One of the triggering events for the commission’s inquiry was a federal investigation into Rawson-Neal Psychiatric Hospital in Las Vegas, Nevada, which discovered that the hospital had sent mentally ill patients to other states and cities without any plan for ensuring that they received adequate medical care upon arrival. Interestingly, the Rawson-Neal revelations initially emerged not through robust federal enforcement and oversight, but following an extensive investigation and subsequent report by The Sacramento Bee. The newspaper’s story, and others like it, pulled into sharp focus the inadequacies of federal enforcement and oversight relative to mental health patient rights and provider obligations under EMTALA.
The conference, which brought together mental health care practitioners, advocates, regulators, and scholars, identified five major issues confronting EMTALA enforcement in the mental health care context:
- Lack of adequate data collection;
- Insufficient regulatory oversight;
- The absence of non-punitive methods for obtaining accurate hospital reports of patient care and outcomes;
- Insufficiency of resources to comply with EMTALA and adequately treat patients; and
- Insufficient training and education of hospitals and staff on the unique needs of mental health patients.

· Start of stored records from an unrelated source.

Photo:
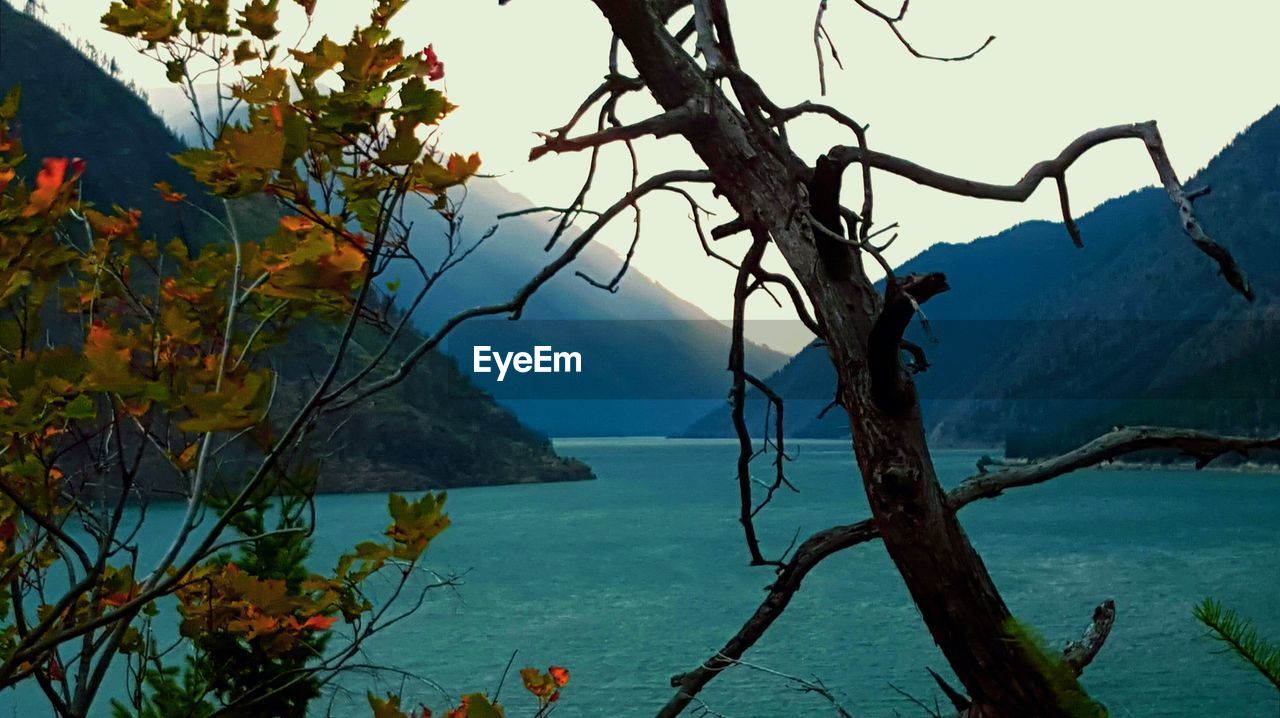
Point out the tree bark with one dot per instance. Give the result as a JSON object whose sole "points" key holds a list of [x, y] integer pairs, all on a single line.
{"points": [[767, 184]]}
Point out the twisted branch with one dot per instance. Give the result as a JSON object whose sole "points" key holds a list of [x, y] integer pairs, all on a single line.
{"points": [[1055, 169], [814, 549]]}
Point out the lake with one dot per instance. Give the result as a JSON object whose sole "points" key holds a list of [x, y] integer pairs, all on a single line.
{"points": [[643, 574]]}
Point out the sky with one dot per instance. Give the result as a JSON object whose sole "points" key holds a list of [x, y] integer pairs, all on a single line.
{"points": [[1203, 71]]}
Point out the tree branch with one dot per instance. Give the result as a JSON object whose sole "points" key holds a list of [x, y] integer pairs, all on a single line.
{"points": [[659, 126], [1056, 168], [1080, 653], [903, 300], [819, 545], [1120, 442]]}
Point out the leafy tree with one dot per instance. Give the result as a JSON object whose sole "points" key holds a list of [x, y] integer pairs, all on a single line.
{"points": [[135, 367]]}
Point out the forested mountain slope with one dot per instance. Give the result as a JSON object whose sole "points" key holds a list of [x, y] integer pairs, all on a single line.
{"points": [[434, 430], [1046, 343]]}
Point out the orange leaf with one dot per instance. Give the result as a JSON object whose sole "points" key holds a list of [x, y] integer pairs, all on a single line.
{"points": [[168, 193], [319, 622], [48, 183], [295, 223]]}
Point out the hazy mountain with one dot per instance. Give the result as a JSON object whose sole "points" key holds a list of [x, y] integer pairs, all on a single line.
{"points": [[652, 361], [435, 429], [1045, 343]]}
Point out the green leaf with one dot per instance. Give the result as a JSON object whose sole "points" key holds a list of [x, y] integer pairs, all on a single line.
{"points": [[479, 707], [403, 149], [260, 17], [388, 708], [261, 147], [12, 99], [1242, 638], [81, 408]]}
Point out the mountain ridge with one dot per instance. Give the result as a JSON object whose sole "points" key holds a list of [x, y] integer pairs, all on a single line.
{"points": [[1134, 315]]}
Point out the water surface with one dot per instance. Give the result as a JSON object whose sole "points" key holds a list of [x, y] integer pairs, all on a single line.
{"points": [[643, 574]]}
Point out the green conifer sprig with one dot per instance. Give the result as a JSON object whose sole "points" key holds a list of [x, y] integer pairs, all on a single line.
{"points": [[1242, 638]]}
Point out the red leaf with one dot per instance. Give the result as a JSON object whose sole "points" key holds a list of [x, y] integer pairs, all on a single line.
{"points": [[434, 67], [48, 183], [319, 622]]}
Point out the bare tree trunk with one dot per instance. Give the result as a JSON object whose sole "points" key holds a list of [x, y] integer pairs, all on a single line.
{"points": [[766, 183]]}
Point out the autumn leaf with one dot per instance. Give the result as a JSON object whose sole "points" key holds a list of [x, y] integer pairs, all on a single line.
{"points": [[187, 458], [261, 147], [168, 193], [319, 622], [49, 182], [295, 223], [538, 682], [260, 17], [114, 600], [109, 364], [432, 65]]}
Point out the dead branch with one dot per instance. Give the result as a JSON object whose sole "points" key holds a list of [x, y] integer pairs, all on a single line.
{"points": [[814, 549], [707, 46], [1120, 442], [1080, 653], [737, 401], [892, 22], [819, 33], [903, 300], [659, 126], [1056, 168], [513, 307]]}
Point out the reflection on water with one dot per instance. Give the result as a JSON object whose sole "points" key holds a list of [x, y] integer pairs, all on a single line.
{"points": [[643, 574]]}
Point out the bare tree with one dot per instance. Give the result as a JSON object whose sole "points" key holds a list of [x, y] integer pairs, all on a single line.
{"points": [[685, 58]]}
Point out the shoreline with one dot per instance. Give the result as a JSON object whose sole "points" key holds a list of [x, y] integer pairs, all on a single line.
{"points": [[1243, 467]]}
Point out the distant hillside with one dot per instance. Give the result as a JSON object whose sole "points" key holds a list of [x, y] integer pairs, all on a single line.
{"points": [[659, 362], [434, 430], [1042, 343]]}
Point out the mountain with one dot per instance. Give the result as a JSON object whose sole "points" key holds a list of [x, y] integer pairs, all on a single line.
{"points": [[434, 430], [1043, 344], [652, 361]]}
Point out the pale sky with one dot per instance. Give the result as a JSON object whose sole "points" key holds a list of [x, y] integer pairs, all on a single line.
{"points": [[1203, 71]]}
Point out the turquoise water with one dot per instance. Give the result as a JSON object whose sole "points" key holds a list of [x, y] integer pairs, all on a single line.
{"points": [[643, 574]]}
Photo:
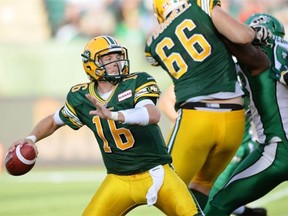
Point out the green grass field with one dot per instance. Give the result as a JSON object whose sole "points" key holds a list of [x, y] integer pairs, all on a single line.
{"points": [[66, 192]]}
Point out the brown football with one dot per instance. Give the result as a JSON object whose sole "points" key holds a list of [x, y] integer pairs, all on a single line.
{"points": [[21, 160]]}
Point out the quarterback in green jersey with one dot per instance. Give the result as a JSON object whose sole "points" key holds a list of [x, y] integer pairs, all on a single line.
{"points": [[124, 123], [266, 167], [188, 45]]}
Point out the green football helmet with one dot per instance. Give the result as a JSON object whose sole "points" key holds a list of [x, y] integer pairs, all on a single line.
{"points": [[267, 20]]}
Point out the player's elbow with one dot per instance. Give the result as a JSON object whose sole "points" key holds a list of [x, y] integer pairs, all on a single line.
{"points": [[154, 116]]}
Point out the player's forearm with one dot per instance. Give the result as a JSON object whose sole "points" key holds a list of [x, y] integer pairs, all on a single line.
{"points": [[251, 56], [44, 128], [232, 29]]}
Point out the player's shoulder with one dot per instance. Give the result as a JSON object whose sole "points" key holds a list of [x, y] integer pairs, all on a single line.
{"points": [[142, 77]]}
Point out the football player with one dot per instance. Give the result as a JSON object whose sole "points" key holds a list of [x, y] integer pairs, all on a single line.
{"points": [[166, 105], [266, 167], [139, 169], [188, 44]]}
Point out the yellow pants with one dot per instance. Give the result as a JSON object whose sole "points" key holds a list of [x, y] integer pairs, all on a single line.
{"points": [[203, 142], [118, 195]]}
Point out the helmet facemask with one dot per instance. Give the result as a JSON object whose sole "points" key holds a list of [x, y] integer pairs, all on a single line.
{"points": [[269, 21], [121, 63]]}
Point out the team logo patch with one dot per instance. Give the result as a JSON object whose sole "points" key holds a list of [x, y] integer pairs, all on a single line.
{"points": [[124, 95], [86, 56], [153, 89]]}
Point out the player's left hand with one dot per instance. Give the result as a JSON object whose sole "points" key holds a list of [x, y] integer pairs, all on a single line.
{"points": [[101, 109], [262, 35], [280, 75]]}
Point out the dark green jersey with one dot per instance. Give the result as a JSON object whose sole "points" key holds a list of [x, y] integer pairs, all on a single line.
{"points": [[269, 98], [126, 149], [189, 48]]}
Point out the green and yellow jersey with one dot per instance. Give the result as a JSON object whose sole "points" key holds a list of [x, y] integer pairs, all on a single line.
{"points": [[189, 48], [126, 149]]}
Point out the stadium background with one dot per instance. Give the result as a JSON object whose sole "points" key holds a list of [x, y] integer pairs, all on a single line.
{"points": [[40, 46]]}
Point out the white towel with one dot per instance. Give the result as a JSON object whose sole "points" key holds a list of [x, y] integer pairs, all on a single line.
{"points": [[157, 174]]}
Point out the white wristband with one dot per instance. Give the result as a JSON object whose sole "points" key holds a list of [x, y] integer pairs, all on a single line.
{"points": [[114, 116], [33, 138], [138, 116]]}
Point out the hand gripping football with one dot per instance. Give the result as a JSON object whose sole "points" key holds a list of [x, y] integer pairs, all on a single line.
{"points": [[21, 160]]}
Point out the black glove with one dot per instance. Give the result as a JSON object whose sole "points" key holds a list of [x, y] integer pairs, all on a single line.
{"points": [[262, 35], [280, 75]]}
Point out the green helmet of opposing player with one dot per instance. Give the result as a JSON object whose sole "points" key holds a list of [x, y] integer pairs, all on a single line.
{"points": [[267, 20]]}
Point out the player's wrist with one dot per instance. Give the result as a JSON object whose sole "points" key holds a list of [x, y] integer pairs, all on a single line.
{"points": [[33, 138], [114, 116], [284, 77]]}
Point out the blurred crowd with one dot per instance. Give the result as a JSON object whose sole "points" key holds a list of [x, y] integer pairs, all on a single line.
{"points": [[133, 20]]}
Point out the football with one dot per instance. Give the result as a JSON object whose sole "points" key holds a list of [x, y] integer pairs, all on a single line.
{"points": [[21, 160]]}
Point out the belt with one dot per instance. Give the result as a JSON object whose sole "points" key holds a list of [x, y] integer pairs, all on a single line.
{"points": [[193, 105]]}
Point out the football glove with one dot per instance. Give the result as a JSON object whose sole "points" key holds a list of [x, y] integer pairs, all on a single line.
{"points": [[280, 75], [262, 35]]}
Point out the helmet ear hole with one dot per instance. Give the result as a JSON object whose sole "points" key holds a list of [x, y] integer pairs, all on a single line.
{"points": [[269, 21]]}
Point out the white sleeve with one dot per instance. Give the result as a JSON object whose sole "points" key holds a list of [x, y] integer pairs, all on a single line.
{"points": [[57, 118], [144, 102]]}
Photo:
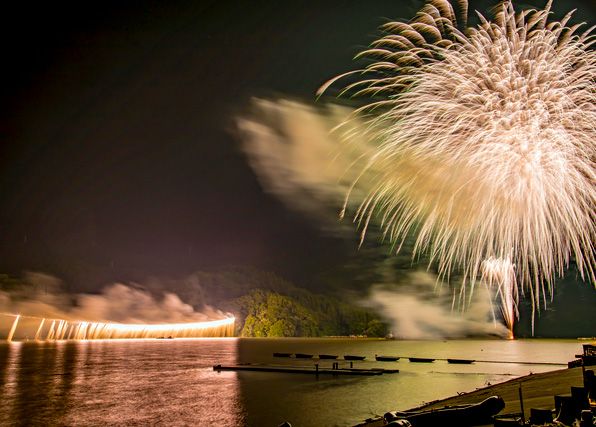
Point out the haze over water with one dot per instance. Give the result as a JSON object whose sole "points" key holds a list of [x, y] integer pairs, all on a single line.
{"points": [[171, 382]]}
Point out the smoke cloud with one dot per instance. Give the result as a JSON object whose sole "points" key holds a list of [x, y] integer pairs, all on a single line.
{"points": [[299, 157], [41, 295], [418, 308]]}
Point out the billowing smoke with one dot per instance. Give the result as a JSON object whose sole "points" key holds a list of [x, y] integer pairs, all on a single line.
{"points": [[417, 309], [41, 296], [295, 155], [299, 158]]}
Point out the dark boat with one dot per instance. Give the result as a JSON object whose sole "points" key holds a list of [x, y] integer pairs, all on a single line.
{"points": [[459, 415], [282, 354], [460, 361], [352, 357], [421, 360], [386, 358], [303, 356]]}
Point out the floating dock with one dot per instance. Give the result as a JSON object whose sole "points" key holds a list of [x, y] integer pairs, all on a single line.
{"points": [[314, 370]]}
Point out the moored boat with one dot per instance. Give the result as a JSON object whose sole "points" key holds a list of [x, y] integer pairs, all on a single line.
{"points": [[458, 415], [352, 357], [303, 356], [421, 360], [460, 361], [386, 358]]}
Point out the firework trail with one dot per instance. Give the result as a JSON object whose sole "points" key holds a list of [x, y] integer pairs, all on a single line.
{"points": [[484, 143]]}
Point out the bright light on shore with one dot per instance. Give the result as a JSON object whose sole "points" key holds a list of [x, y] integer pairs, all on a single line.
{"points": [[61, 329]]}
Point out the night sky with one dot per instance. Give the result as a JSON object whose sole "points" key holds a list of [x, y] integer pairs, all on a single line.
{"points": [[118, 156]]}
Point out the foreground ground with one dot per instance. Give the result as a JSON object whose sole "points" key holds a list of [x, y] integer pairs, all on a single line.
{"points": [[538, 391]]}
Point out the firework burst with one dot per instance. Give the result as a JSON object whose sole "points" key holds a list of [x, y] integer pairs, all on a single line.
{"points": [[484, 141]]}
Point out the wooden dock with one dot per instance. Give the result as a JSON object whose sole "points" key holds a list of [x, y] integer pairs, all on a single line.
{"points": [[312, 370]]}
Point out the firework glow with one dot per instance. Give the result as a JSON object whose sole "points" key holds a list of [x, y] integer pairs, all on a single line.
{"points": [[61, 329], [484, 144]]}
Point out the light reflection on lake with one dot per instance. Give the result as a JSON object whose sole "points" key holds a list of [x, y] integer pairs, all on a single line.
{"points": [[171, 382]]}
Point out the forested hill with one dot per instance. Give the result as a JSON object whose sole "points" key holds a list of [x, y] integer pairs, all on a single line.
{"points": [[267, 305]]}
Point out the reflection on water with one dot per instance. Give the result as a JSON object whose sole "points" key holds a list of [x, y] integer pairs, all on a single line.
{"points": [[171, 382], [118, 383], [271, 398]]}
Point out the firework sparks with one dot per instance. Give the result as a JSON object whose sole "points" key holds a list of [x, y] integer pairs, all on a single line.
{"points": [[484, 143]]}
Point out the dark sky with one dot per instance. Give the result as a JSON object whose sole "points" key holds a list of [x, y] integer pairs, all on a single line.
{"points": [[117, 156]]}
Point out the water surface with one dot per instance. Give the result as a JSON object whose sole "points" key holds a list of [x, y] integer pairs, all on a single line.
{"points": [[171, 382]]}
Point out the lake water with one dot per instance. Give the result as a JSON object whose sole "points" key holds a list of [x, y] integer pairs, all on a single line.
{"points": [[171, 382]]}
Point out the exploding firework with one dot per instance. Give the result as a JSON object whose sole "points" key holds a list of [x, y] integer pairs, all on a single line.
{"points": [[499, 274], [484, 141]]}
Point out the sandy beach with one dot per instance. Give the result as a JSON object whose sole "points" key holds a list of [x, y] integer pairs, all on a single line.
{"points": [[538, 392]]}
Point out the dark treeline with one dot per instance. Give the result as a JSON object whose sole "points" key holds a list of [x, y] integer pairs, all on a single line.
{"points": [[265, 304]]}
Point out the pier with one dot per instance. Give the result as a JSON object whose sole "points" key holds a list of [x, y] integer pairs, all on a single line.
{"points": [[314, 370]]}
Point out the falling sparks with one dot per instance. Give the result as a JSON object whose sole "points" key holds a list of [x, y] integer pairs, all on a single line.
{"points": [[60, 329], [499, 275], [484, 144]]}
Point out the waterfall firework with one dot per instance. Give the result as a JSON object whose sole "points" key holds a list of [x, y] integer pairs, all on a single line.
{"points": [[484, 143]]}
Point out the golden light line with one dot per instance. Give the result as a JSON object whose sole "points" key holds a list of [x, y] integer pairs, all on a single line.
{"points": [[61, 329]]}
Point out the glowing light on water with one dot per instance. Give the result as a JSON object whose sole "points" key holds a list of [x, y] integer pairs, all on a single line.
{"points": [[13, 328], [484, 144], [61, 329]]}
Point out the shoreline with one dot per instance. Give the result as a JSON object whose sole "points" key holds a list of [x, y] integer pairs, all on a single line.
{"points": [[538, 391]]}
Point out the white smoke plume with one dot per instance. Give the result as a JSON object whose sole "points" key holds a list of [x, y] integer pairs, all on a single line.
{"points": [[417, 309], [41, 296]]}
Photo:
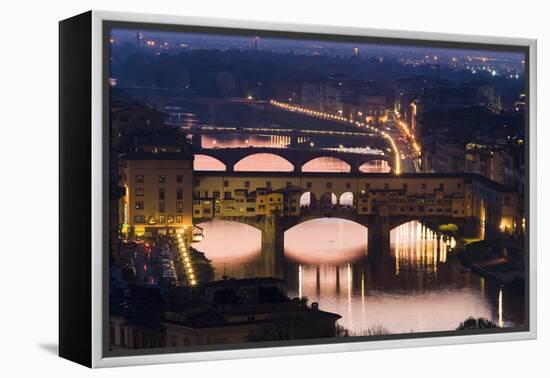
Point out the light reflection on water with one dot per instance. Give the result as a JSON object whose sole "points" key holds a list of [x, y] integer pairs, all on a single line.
{"points": [[418, 287]]}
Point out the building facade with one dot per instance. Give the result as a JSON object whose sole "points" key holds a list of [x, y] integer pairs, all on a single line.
{"points": [[158, 193]]}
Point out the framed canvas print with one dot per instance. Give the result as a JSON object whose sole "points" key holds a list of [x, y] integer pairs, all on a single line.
{"points": [[234, 189]]}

Based on this dialogue, the commission developed a series of recommendations, set forth in its comprehensive September 2014 report to President Barack Obama, Vice President Joe Biden, and House Speaker John Boehner. Specifically, the recommendations focus on:
- Identifying and implementing best practices to pinpoint mental health treatment disparities and the impact of these disparities on specific patient populations;
- Improving regulatory oversight;
- Collection and analysis of additional data that will enable to regulators to better identify EMTALA violations and better target scarce enforcement resources;
- Expanding mental health services provided through community-based mental health facilities and providers;
- Improving and increasing training for hospitals and physicians;
- Implementing an expanded and uniform definition of “stabilization,” to both broaden and clarify provider obligations under EMTALA; and
- Establishing uniform discharge protocols.
Some of these recommendations, such as expanded community-based services and improved regulatory oversight, will require legislative action because they require increased funding. Others could be implemented, or at least initiated, through the regulatory process. Still others could be attained, at least in part, through improved efficiencies. Changes aimed at identifying and implementing best practices, for example, depend less upon additional resources or regulatory changes and more upon better information-sharing among agencies and providers.
Impediments to Success
There is some disagreement as to where both the problems and the solutions rest. Some believe that over-regulation and exceedingly punitive enforcement measures discourage candid reporting, which in turn stifles enforcement, distorts the data, and inhibits efforts to develop best practices. Others believe that stricter enforcement measures, along with more uniformity and consistency in EMTALA-related regulations, are needed.
As is often the case, the solution probably resides somewhere in the middle. The commission’s recommendations represent a critical starting point in addressing a shamefully neglected problem. A combination of more robust, but flexible, enforcement, as well as greater standardization and uniformity, increased funding for mental health services at the federal and state levels, better data collection and analysis, and a renewed focus on both encouraging and replicating best practices can help bring America’s mental health system, at long last, into the twenty-first century.